カナダでも現地の子ども達に日本語を教えていますが、こちらでは日本語学習について日本とは違うニーズがあります。

それは「日本人とコミュニケーションを取れるレベルを維持したい。」というニーズです。

継承語としての日本語

これは、日本語を「継承語」として学ぶケースなのです。「継承語」とは、簡単に言えば「親から受け継いだ言葉」です。研究者の中島和子氏によれば、継承語は家庭やコミュニティで使われるが、社会や教育システムでは主要言語として用いられない言語を指します。

継承語として日本語を学ぶ子どもたちの背景は様々です。例えば、両親が日本人で子どもが幼いうちに海外移住をした場合、日本語は家庭内での主要言語となりますが、兄弟姉妹間では英語が使われることもあります。また、片方の親が日本人の場合、日本語の聞き取りは得意でも話すのが苦手なこともあります。

継承語を失うことは、親子間のコミュニケーション、コミュニティの文化の共有、国と国の橋渡しとなる能力の損失を意味します。つまり、継承語は家庭やコミュニティ内でのコミュニケーション、文化的な橋渡しの役割を持つ重要な言語です。

多くの場合、子どもたちが継承語を学ぶのは、親がその言語を受け継いでほしいという思いからです。カナダには平日の昼間に通える日本人学校が無いので、子ども達は放課後や週末に通える日本語学校で日本語を勉強しています。

非常に難しい、海外での日本語学習

ところが、海外で日本語を学び続けるのは、私が考えていた以上に難しいようです。確かに、日本語には漢字がありますし、難しい表現も多く存在します。漢字練習の宿題が嫌いで、毎週泣きながら何とか終わらせているという話もよく聞きます。小学生の段階で日本語の学習を止めてしまうケースがとても多くあります。

継承語学習で大切なのは、「完璧」でなく、「継続」

しかし、これは非常にもったいないことだと私は思います。継承語を身に付ける際に大切なことは、完璧な状態を目指すのではなく、学習を継続することです。漢字が書けなくても、表現が少し違っていても、日本語でコミュニケーションを取ることはできます。

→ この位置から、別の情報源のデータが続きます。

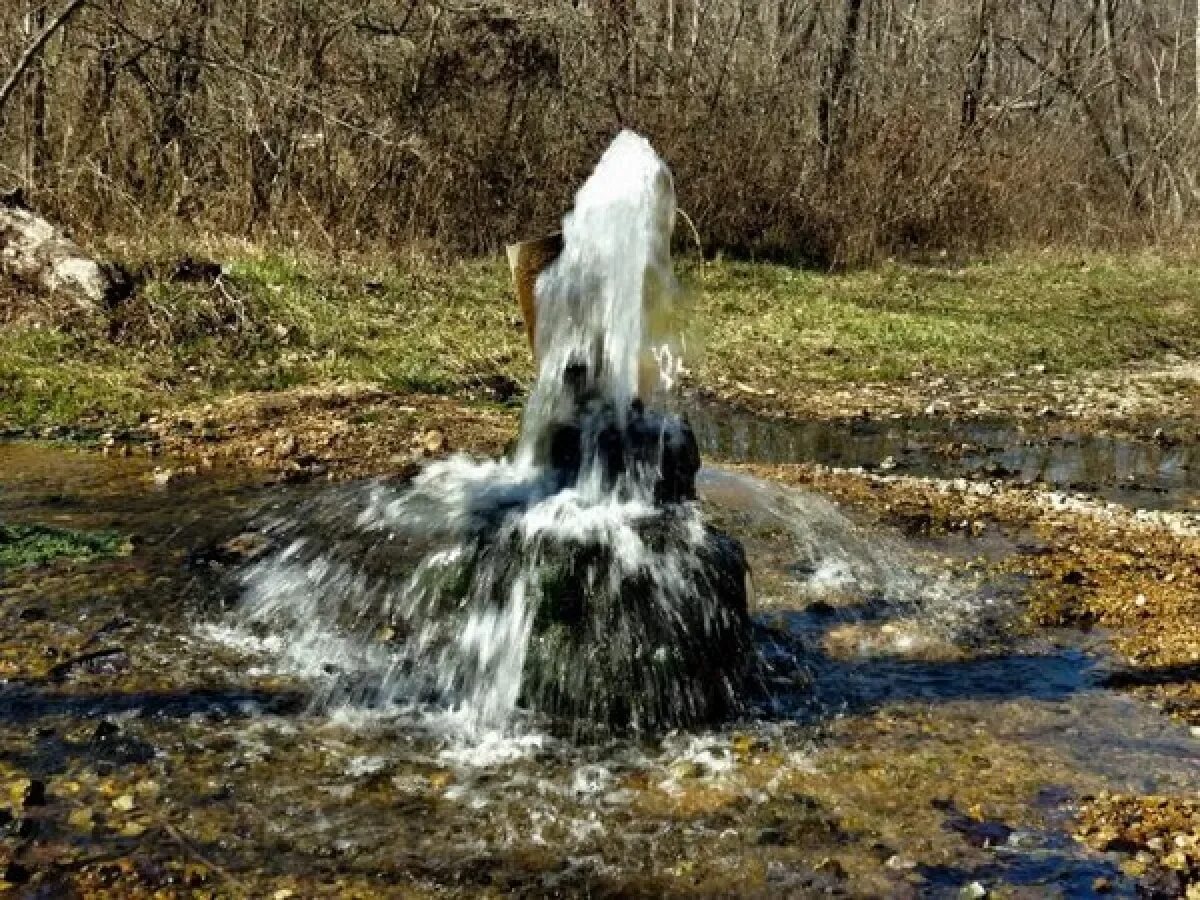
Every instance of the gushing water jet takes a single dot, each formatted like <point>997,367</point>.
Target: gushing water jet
<point>576,579</point>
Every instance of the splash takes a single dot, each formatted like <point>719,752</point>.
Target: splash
<point>575,580</point>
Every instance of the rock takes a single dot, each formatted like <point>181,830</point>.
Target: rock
<point>34,250</point>
<point>124,803</point>
<point>16,874</point>
<point>287,448</point>
<point>832,868</point>
<point>571,673</point>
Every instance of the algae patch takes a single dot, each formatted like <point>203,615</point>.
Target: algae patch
<point>29,545</point>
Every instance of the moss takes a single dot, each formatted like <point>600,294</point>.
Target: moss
<point>27,545</point>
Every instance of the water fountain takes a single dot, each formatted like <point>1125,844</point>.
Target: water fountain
<point>576,579</point>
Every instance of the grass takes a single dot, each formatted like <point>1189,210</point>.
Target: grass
<point>277,321</point>
<point>791,328</point>
<point>29,545</point>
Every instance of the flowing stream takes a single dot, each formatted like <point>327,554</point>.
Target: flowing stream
<point>589,669</point>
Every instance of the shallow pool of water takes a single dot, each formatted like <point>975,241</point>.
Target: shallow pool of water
<point>907,741</point>
<point>1138,473</point>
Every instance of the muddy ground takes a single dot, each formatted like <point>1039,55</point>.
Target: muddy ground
<point>94,809</point>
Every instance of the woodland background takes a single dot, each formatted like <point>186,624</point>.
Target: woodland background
<point>826,132</point>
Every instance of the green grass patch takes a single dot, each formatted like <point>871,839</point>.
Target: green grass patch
<point>786,327</point>
<point>29,545</point>
<point>280,321</point>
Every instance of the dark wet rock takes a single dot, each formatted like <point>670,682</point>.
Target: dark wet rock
<point>17,874</point>
<point>27,828</point>
<point>112,745</point>
<point>655,670</point>
<point>35,795</point>
<point>192,270</point>
<point>502,388</point>
<point>1162,883</point>
<point>239,550</point>
<point>108,661</point>
<point>771,838</point>
<point>659,448</point>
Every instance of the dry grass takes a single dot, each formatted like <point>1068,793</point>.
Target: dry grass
<point>279,321</point>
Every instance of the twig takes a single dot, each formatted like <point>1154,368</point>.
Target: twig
<point>35,48</point>
<point>179,838</point>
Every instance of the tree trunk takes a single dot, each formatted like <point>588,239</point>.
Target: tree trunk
<point>831,115</point>
<point>1125,163</point>
<point>977,69</point>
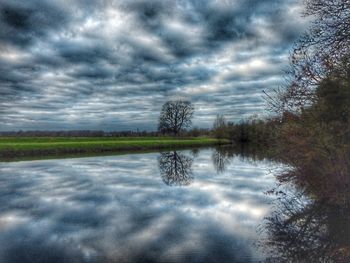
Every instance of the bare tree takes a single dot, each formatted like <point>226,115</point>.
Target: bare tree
<point>175,116</point>
<point>324,47</point>
<point>220,127</point>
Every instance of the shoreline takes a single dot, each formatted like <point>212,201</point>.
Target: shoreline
<point>50,146</point>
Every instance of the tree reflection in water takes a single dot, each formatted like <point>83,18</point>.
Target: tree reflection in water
<point>222,157</point>
<point>176,168</point>
<point>311,224</point>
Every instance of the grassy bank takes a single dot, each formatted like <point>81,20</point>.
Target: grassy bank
<point>12,147</point>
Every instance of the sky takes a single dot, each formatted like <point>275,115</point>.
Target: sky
<point>111,65</point>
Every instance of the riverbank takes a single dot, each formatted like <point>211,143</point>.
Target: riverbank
<point>14,147</point>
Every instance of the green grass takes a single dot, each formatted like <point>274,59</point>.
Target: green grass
<point>24,146</point>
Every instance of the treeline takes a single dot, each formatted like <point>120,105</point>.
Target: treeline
<point>194,132</point>
<point>253,131</point>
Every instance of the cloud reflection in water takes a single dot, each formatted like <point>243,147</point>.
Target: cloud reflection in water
<point>118,209</point>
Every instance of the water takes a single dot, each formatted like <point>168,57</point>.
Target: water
<point>183,206</point>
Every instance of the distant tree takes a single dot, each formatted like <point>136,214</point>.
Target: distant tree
<point>220,127</point>
<point>175,116</point>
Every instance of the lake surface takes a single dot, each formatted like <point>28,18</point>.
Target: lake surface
<point>178,206</point>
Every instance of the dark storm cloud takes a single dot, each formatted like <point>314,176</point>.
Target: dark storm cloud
<point>112,64</point>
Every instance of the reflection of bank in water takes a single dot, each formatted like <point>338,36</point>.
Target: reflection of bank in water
<point>176,168</point>
<point>313,224</point>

そして、今の時代は、AIが翻訳をしてくれます。漢字や語彙などの細かいことを学校のカリキュラム通りに身に付けるよりも、AIを上手に活用しながら、コミュニケーション能力を上げていくことの方が、その子にとって価値があることなのではないでしょうか。

完璧でなくても、現代のテクノロジーを使いながら、日本語で実際にコミュニケーションを取る練習する。それこそが、子ども達にとって楽しくリアリティのある学びになると考えています。日本語個別指導スクールでは、毎月発表会を実施し、各自の発表だけでなく、質問タイムでリアルなコミュニケーションを取ることで、日本語学習が子ども達にとって楽しい活動になっています。

完璧でなくても、楽しく続けていく。これからもより多くの子ども達に、継承語としての日本語を学び続けてほしいと心から願っています。